In previous research, we studied the effect of having migrant status (non-German nationality) on developmental disorders . We showed that more children with a non-German nationality demonstrated delays in motor, cognition and psychosocial development than other children. The elevated risk for preschool children with a non-German nationality in the current study in ten of twelve subareas of development was not unexpected. However, this indicated that among migrant children there can be specific stressors and developmental impediments that warrant further exploration and possibly tailored interventions. No doubt, one important reason for this observation can be a language barrier, which may be an important risk factor for some developmental delays, but may also make the assessment process biased.
In the past, primarily psychologists analysed the subject of the influence of siblings on child development [40, 41]. Until a few years ago, no significant interest was paid from the public health point of view to the influence that the presence or absence of siblings has on child development in this age group. Thus, only a small number of reports in public health area can be identified which explored this issue [14, 32], but the specific effect on the prevalence of developmental delays in the target group of school beginners has not been examined in a quantitative way as done in this study. Having siblings was not associated with most areas of development apart from pronunciation difficulties. This finding persisted despite a simultaneous adjustment for migration background. This contrasts with a study by Minnett et al. who found positive influence of siblings on development of children . Our findings were possibly affected by the fact that we could not adjust for socio-economic status.

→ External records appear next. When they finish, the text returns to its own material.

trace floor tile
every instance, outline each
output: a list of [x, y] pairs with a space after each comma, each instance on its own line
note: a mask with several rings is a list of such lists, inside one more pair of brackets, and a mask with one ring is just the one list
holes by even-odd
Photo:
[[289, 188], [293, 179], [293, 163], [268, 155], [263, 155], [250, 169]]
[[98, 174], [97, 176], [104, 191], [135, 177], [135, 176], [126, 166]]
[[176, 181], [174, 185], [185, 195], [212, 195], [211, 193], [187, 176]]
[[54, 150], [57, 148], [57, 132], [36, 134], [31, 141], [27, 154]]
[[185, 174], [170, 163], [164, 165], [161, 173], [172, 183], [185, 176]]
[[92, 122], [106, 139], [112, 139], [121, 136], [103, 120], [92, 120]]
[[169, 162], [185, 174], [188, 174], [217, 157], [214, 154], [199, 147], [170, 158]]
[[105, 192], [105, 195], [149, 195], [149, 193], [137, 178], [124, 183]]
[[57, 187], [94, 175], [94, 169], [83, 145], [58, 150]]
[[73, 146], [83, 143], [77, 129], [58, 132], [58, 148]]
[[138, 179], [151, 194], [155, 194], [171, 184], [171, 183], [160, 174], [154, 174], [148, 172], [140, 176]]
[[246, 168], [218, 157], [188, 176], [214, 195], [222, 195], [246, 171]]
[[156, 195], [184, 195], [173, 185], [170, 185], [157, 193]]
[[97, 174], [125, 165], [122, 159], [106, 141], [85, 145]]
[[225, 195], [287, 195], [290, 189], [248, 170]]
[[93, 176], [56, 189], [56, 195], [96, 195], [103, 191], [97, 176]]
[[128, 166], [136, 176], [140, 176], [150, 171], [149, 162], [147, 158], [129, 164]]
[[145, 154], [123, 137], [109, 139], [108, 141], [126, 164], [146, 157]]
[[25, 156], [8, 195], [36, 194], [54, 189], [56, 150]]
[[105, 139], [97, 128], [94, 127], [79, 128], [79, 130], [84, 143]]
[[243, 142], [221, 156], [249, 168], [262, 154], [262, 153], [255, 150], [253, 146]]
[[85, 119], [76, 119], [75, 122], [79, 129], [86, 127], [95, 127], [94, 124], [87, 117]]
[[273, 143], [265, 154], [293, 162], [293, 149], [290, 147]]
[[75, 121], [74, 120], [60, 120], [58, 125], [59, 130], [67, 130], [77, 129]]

School entrance examinations were carried out during the period from November to April of calendar year. New school year in Bavaria begins always in the middle of following September. Thus, the preschoolers were assessed on average six months before entering primary school. During this period there is enough time for support measures if developmental delays were diagnosed in school entry examination. In this context, it should be noted that school entry examination is the only mandatory testing in the Federal Republic of Germany for children, but no standardised intervention measures are implemented for those who do not pass the examination or display deficits. For children with developmental deficits a specialized treatment can be recommended on individual basis, for example speech therapy, occupational therapy or supportive courses in sports.